Gathe Joseph, Cooper David A, Farthing Charles, Jayaweera Dushyantha, Norris Dorece, Pierone Gerald, Steinhart Corklin R, Trottier Benoit, Walmsley Sharon L, Workman Cassy, Mukwaya Geoffrey, Kohlbrenner Veronika, Dohnanyi Catherine, McCallister Scott, Mayers Douglas
Therapeutic Concepts, Houston, TX 77004, USA.
Clin Infect Dis. 2006 Nov 15;43(10):1337-46. doi: 10.1086/508353. Epub 2006 Oct 17.
Improved treatment options are needed for patients infected with multidrug-resistant human immunodeficiency virus type 1 (HIV-1). The nonpeptidic protease inhibitor tipranavir has demonstrated antiviral activity against many protease inhibitor-resistant HIV-1 isolates. The Randomized Evaluation of Strategic Intervention in multi-drug reSistant patients with Tipranavir (RESIST-1) trial is an ongoing, open-label study comparing the efficacy and safety of ritonavir-boosted tipranavir (TPV/r) with an investigator-selected ritonavir-boosted comparator protease inhibitor (CPI/r) in treatment-experienced, HIV-1-infected patients.

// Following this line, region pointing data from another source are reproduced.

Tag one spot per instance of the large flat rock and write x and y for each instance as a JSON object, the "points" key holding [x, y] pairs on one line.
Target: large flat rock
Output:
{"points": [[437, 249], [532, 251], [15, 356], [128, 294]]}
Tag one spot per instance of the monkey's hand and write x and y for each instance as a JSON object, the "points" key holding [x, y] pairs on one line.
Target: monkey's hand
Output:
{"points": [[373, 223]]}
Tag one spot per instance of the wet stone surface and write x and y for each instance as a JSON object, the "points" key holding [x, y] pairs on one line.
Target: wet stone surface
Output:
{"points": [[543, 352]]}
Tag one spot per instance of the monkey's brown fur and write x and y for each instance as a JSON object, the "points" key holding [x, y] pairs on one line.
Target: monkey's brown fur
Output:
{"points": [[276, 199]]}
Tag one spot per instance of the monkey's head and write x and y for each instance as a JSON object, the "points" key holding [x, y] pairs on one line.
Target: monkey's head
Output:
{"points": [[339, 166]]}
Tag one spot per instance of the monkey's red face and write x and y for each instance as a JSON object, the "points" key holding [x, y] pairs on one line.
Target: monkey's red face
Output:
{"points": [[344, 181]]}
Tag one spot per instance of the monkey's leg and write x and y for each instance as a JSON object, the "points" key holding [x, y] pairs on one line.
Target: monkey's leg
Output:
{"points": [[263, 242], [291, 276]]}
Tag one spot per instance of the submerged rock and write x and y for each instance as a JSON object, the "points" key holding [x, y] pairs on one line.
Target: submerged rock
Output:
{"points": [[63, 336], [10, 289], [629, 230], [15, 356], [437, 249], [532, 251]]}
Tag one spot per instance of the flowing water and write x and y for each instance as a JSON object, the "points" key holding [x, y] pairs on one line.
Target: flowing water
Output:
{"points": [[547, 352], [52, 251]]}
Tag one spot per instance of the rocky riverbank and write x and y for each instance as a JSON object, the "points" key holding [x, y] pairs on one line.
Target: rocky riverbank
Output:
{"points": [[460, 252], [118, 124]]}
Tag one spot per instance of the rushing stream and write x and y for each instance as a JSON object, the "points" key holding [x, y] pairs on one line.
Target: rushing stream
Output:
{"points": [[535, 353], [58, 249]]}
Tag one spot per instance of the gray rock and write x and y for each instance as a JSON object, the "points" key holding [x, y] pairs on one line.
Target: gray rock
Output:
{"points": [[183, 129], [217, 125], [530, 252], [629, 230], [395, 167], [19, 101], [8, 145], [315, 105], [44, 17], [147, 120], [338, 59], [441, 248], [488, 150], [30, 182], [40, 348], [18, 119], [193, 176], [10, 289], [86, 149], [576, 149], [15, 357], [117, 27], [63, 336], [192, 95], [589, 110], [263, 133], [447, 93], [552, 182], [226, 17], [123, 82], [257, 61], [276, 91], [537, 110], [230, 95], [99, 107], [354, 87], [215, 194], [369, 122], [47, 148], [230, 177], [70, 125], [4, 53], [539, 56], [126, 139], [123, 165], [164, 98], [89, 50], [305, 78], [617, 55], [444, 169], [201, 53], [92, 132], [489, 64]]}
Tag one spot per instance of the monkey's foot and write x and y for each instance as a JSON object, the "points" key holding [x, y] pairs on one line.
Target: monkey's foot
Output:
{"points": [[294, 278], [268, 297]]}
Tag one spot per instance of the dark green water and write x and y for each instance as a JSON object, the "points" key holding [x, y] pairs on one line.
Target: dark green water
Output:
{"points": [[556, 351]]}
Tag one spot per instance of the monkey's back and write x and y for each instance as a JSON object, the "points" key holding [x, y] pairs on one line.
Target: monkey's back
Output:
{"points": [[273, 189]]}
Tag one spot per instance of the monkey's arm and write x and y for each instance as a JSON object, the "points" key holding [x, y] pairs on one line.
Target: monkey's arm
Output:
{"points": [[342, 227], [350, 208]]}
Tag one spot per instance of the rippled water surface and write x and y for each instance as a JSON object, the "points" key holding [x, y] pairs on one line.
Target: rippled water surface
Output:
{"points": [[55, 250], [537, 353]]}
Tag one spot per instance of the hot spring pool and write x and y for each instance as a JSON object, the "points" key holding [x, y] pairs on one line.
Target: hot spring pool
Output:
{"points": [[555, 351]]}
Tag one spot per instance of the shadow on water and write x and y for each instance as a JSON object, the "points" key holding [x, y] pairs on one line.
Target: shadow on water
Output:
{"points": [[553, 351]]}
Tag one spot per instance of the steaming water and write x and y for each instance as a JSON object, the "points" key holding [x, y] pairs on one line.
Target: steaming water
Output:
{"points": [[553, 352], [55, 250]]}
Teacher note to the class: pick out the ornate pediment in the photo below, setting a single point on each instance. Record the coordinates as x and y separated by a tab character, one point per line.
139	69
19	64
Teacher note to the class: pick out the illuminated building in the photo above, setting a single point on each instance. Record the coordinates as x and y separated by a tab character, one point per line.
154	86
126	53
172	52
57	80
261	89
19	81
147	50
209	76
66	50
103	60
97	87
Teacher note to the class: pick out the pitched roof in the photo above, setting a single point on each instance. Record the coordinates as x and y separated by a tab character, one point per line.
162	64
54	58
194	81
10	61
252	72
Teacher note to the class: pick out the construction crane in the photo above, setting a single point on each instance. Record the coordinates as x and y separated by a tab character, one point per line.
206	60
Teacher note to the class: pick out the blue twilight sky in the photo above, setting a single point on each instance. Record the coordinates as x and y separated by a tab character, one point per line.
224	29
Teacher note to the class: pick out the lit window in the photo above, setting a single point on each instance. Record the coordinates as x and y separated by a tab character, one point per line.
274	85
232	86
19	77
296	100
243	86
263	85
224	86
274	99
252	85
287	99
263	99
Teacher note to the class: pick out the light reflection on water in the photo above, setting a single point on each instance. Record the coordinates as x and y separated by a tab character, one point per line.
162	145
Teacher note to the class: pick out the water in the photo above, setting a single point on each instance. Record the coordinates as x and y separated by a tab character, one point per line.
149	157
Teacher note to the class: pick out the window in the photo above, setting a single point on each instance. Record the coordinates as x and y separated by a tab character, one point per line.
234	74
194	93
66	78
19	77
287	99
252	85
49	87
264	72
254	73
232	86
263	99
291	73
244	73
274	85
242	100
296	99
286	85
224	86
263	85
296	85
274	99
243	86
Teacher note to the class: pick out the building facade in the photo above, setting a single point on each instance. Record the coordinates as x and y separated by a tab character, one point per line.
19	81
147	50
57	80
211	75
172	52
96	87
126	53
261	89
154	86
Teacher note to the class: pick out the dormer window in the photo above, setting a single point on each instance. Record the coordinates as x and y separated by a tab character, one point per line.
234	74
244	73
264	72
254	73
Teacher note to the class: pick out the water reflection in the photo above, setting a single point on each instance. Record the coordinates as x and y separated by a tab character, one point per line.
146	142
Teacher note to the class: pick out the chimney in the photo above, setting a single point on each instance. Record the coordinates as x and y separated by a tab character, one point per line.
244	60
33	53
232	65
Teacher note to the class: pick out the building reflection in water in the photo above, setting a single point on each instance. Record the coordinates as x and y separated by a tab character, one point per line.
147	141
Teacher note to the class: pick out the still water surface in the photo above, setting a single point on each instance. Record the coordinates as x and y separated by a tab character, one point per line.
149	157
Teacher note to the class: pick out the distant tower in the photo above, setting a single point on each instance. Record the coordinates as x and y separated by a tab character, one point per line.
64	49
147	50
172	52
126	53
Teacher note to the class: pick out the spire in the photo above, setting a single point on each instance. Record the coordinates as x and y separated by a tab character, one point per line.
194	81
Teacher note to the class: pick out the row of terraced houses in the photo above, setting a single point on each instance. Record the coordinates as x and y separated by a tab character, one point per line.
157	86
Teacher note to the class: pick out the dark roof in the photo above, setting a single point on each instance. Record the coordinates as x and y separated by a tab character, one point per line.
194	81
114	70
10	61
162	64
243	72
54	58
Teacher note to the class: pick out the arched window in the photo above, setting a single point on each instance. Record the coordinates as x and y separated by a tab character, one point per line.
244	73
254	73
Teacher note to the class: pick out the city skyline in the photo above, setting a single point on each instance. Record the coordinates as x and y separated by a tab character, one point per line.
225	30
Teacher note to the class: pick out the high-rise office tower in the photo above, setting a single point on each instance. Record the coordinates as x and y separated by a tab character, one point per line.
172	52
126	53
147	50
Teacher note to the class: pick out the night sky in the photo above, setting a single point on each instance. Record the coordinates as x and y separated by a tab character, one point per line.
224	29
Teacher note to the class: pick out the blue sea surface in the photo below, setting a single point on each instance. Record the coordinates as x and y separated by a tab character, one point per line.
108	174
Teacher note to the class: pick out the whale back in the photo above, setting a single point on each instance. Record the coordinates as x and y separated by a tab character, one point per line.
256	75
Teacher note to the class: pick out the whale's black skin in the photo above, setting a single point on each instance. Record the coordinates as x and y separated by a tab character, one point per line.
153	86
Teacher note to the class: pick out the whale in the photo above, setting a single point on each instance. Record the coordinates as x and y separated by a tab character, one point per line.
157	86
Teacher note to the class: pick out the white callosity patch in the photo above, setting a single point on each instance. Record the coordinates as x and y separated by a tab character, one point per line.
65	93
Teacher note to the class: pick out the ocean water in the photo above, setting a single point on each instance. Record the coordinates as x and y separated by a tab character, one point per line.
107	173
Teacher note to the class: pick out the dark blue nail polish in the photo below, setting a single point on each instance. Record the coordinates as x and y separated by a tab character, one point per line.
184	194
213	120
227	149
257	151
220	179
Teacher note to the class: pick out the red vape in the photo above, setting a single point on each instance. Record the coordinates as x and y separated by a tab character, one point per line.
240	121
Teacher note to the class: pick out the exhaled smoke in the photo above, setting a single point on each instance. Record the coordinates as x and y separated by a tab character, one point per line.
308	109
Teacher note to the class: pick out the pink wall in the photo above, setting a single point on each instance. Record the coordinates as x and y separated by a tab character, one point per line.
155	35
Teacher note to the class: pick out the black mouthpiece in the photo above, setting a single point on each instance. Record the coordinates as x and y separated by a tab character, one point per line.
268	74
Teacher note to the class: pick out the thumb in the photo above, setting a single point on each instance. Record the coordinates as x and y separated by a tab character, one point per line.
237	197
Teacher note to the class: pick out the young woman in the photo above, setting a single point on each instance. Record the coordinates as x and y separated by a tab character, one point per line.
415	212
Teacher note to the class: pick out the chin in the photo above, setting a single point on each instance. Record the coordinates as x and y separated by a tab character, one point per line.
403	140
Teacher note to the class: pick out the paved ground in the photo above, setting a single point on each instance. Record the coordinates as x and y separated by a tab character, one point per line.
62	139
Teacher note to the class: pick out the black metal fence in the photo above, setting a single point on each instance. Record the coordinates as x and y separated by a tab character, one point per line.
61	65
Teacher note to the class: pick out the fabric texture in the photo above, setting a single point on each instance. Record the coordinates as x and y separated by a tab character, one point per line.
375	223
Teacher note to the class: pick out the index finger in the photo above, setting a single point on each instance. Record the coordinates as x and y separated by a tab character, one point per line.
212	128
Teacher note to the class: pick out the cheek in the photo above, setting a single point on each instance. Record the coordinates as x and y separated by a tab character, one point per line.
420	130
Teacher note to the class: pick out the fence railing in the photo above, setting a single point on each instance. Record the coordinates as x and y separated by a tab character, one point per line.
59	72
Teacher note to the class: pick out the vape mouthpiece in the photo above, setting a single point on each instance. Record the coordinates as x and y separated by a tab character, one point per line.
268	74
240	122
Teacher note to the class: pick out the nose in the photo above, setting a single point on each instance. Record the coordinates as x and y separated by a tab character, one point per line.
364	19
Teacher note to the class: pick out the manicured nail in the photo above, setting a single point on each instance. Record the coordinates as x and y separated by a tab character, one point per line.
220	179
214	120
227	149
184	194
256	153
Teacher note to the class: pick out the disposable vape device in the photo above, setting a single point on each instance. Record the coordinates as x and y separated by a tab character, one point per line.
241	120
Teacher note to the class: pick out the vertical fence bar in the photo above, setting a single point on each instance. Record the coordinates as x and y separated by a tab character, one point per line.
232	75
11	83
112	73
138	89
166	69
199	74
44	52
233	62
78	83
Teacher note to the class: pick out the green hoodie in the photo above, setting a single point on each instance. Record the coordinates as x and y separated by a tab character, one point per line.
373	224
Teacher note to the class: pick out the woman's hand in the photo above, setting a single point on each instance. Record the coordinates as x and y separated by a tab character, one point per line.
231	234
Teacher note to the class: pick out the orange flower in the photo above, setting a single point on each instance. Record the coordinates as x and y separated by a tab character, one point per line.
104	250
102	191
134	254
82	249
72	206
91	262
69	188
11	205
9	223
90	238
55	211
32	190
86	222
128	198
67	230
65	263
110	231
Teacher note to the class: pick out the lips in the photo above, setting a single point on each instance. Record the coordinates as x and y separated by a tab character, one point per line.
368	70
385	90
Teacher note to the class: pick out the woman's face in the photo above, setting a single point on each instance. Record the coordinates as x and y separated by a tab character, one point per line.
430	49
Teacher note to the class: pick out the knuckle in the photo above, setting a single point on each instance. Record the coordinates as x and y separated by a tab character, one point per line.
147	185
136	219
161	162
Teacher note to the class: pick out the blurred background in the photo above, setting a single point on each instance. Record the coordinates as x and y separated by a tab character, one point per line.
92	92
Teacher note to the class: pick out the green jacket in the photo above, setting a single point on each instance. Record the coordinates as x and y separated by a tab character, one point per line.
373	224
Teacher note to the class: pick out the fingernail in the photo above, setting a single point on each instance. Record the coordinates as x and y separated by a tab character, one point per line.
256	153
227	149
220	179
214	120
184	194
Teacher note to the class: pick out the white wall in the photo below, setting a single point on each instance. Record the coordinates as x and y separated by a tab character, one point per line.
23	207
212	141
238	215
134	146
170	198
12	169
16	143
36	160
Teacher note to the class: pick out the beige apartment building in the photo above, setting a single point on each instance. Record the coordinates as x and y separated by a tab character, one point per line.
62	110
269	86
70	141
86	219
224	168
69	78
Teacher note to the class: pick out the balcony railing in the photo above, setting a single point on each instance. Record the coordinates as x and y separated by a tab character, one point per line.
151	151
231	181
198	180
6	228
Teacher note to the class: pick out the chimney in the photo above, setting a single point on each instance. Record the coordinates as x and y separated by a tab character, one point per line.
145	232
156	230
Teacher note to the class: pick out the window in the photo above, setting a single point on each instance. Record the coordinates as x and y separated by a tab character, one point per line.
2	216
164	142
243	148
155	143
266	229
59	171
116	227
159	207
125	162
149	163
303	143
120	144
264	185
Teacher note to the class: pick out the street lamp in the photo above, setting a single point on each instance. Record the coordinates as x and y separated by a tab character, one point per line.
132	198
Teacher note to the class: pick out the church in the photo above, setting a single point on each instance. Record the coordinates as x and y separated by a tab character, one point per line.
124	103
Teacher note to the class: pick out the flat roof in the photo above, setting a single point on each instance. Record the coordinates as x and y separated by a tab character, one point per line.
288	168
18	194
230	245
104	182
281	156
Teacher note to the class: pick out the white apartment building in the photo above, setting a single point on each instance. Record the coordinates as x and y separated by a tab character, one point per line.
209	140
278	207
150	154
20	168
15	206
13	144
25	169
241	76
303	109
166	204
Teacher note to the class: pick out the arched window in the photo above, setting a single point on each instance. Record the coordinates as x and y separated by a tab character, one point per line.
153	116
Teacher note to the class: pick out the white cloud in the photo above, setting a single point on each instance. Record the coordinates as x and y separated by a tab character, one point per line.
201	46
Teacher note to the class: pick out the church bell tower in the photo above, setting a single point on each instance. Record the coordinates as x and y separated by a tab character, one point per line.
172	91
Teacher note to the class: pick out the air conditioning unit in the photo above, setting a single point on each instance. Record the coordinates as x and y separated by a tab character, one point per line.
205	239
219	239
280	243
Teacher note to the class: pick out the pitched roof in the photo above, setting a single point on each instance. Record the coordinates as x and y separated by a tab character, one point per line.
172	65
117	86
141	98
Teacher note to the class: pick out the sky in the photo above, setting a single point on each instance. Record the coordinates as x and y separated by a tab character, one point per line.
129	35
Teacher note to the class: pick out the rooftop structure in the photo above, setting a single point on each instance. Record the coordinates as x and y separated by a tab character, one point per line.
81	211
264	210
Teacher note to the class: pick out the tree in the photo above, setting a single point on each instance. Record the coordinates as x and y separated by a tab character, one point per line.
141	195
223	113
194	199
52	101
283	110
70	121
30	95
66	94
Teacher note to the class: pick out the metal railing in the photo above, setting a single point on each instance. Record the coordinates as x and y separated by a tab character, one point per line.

Six hundred twenty antiretroviral-experienced patients were treated at 125 sites in North America and Australia. Before randomization, all patients underwent genotypic resistance testing, which investigators used to select a CPI/r and an optimized background regimen. Patients were randomized to receive TPV/r or CPI/r and were stratified on the basis of preselected protease inhibitor and enfuvirtide use. Treatment response was defined as a confirmed reduction in the HIV-1 load of > or = 1 log10 less than the baseline level without treatment change at week 24.
Mean baseline HIV-1 loads and CD4+ cell counts were 4.74 log10 copies/mL and 164 cells/mm3, respectively. At week 24, a total of 41.5% of patients in the TPV/r arm and 22.3% in the CPI/r arm had a > or = 1-log10 reduction in the HIV-1 load (intent-to-treat population; P<.0001). Mean increases in the CD4+ cell count of 54 and 24 cells/mm3 occurred in the TPV/r and CPI/r groups, respectively. Adverse events were slightly more common in the TPV/r group and included diarrhea, nausea, and vomiting. Elevations in alanine and aspartate aminotransferase levels and in cholesterol/triglyceride levels were more frequent in the TPV/r group.
TPV/r demonstrated superior antiviral activity, compared with investigator-selected, ritonavir-boosted protease inhibitors, at week 24 in treatment-experienced patients with multidrug-resistant HIV-1 infection.
对于感染多重耐药1型人类免疫缺陷病毒(HIV-1)的患者,需要有更好的治疗选择。非肽类蛋白酶抑制剂替拉那韦已显示出对许多耐蛋白酶抑制剂的HIV-1分离株具有抗病毒活性。替拉那韦在多重耐药患者中的随机策略干预评估(RESIST-1)试验是一项正在进行的开放标签研究,比较了利托那韦增强的替拉那韦(TPV/r)与研究者选择的利托那韦增强的对照蛋白酶抑制剂(CPI/r)在有治疗经验的HIV-1感染患者中的疗效和安全性。
620名有抗逆转录病毒治疗经验的患者在北美和澳大利亚的125个地点接受治疗。在随机分组前,所有患者均接受基因型耐药检测,研究者据此选择一种CPI/r和一种优化的背景治疗方案。患者被随机分配接受TPV/r或CPI/r,并根据预先选定的蛋白酶抑制剂和恩夫韦肽的使用情况进行分层。治疗反应定义为在第24周时HIV-1载量确认降低≥1 log10且低于基线水平,同时未改变治疗方案。
基线时HIV-1载量的平均值和CD4+细胞计数分别为4.74 log10拷贝/mL和164个细胞/mm3。在第24周时,TPV/r组共有41.5%的患者HIV-1载量降低≥1 log10,CPI/r组为22.3%(意向性治疗人群;P<0.0001)。TPV/r组和CPI/r组的CD4+细胞计数平均分别增加了54个和24个细胞/mm3。不良事件在TPV/r组中略为常见,包括腹泻、恶心和呕吐。TPV/r组中丙氨酸和天冬氨酸转氨酶水平以及胆固醇/甘油三酯水平升高更为频繁。
在有治疗经验的多重耐药HIV-1感染患者中,在第24周时,与研究者选择的利托那韦增强的蛋白酶抑制剂相比,TPV/r显示出更强的抗病毒活性。